LC-MS based protein/peptide identification and quantification have become an indispensable tool for proteomics, physiopathology/pharmaceutical studies, and even clinical trials. However, the growing complexity of data from new instrumentation methods and technologies also creates multiple potential sources of variation. These variations can be further amplified with sample size increment, i.e., over 50 samples per group are often necessary due to the high interindividual variation in clinical research. All these elements require researchers to spend more energy in QC steps, and it often becomes a tedious and time-consuming step in research projects.

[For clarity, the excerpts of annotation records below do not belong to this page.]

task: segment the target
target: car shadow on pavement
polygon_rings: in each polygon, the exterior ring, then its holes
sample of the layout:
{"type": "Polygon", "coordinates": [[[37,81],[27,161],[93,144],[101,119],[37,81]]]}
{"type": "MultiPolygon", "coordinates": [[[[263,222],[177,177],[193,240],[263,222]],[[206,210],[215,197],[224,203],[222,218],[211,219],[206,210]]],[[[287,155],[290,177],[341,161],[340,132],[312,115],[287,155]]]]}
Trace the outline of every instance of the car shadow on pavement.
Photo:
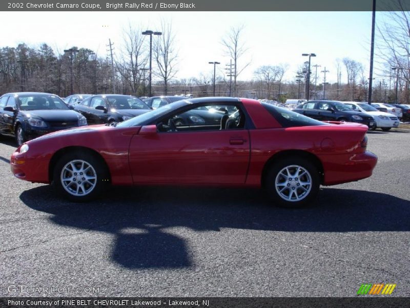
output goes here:
{"type": "Polygon", "coordinates": [[[171,229],[178,227],[199,232],[410,230],[410,201],[346,189],[324,188],[314,205],[293,209],[273,206],[260,190],[250,189],[113,187],[99,201],[78,204],[45,185],[20,199],[51,214],[58,225],[114,235],[111,260],[129,268],[192,265],[187,241],[171,229]]]}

Compared to the summary page from the database search of quantification results, the QC module in PEAKS 11 provides more metrics to assess the quality of each LC-MS run. The QC summary page table provides an overview of MS and LC performance data for each sample run. Users can select different attributes to be plotted in a bar graph with preset min and max tolerance shown. An additional precursor vs retention time plot, named cumulative precursor count, is provided for evaluating peptide separation by LC. Researchers can use this information to fine-tune LC gradient, monitor column lifetime and perform troubleshooting. In the DB search/LFQ QC table, the number of identified/quantified peptide and protein numbers are shown along with other metrics such as scan numbers, PSM numbers, ID rate, etc. A number of figures for assessing data reproducibility are provided such as, Venn diagrams, Pearson correlations, and precursor and fragment ion mass error Violin plots. Venn diagrams and Pearson correlation plots can be generated for any two samples selected.